BOGOR, 22 Mei 2026 – Bencana banjir besar dan tanah longsor yang kerap melanda berbagai wilayah di Indonesia ternyata bukan semata akibat hujan lebat. 


Berdasarkan data dan pengamatan lingkungan, ulah manusia yang merusak alam, khususnya aktivitas pertambangan yang tidak bertanggung jawab, menjadi pemicu utama di balik musibah yang merugikan nyawa dan harta benda ini.

 

Selain penebangan liar dan pembabatan hutan, aktivitas pertambangan – baik itu tambang batu, pasir, tanah, maupun galian mineral – terbukti menjadi perusak ekosistem yang paling parah. 


Tambang liar maupun tambang yang tidak mengikuti aturan kelestarian lingkungan, membuka lahan hutan secara besar-besaran, menggali lapisan tanah dan batuan hingga kedalaman berpuluh meter, serta membuang sisa galian sembarangan. 


Akibatnya, struktur tanah menjadi rusak, gembur, dan kehilangan kekuatan pengikat alami yang seharusnya disokong oleh akar pepohonan.

 

Dulu, hutan dan bukit berfungsi seperti bendungan raksasa alami.
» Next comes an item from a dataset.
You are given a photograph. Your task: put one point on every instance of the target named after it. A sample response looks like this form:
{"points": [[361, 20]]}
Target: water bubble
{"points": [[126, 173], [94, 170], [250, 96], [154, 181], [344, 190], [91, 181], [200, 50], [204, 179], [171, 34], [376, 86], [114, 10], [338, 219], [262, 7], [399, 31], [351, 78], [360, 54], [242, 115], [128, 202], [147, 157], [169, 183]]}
Air hujan diserap tanah dan disimpan akar pohon. 


Namun setelah ditambang, permukaan tanah menjadi tergerus, berlubang, dan tidak lagi mampu menahan air. 


Saat hujan turun deras, air tidak meresap ke dalam tanah, melainkan mengalir deras membawa lumpur, bebatuan, dan sisa galian ke bawah. 


Inilah yang memicu banjir bandang dan longsor besar yang sering menimbun pemukiman warga dan merusak jalan raya.

 

"Pertambangan merusak keseimbangan alam secara mendasar. 


Bukit yang kokoh menjadi lereng rawan longsor, tanah yang subur menjadi lubang besar yang berbahaya. 


Ini adalah ulah manusia sendiri yang serakah mengambil kekayaan bumi tanpa mau mengembalikan atau merawatnya," ujar seorang ahli lingkungan.

 

Bukan hanya bencana fisik, pertambangan liar juga merusak sumber air bersih, membunuh satwa liar yang kehilangan rumah, dan membuat tanah menjadi tandus selamanya. 


Masyarakat kini semakin sadar: bencana yang mereka derita adalah bayaran mahal atas kerusakan yang dibuat tangan manusia.

 

Pesan tegas kembali digaungkan: Hentikan pertambangan yang merusak, lindungi hutan dan bukit kita. 


Alam akan aman dan melindungi kita, jika kita tidak merusaknya demi keuntungan sesaat.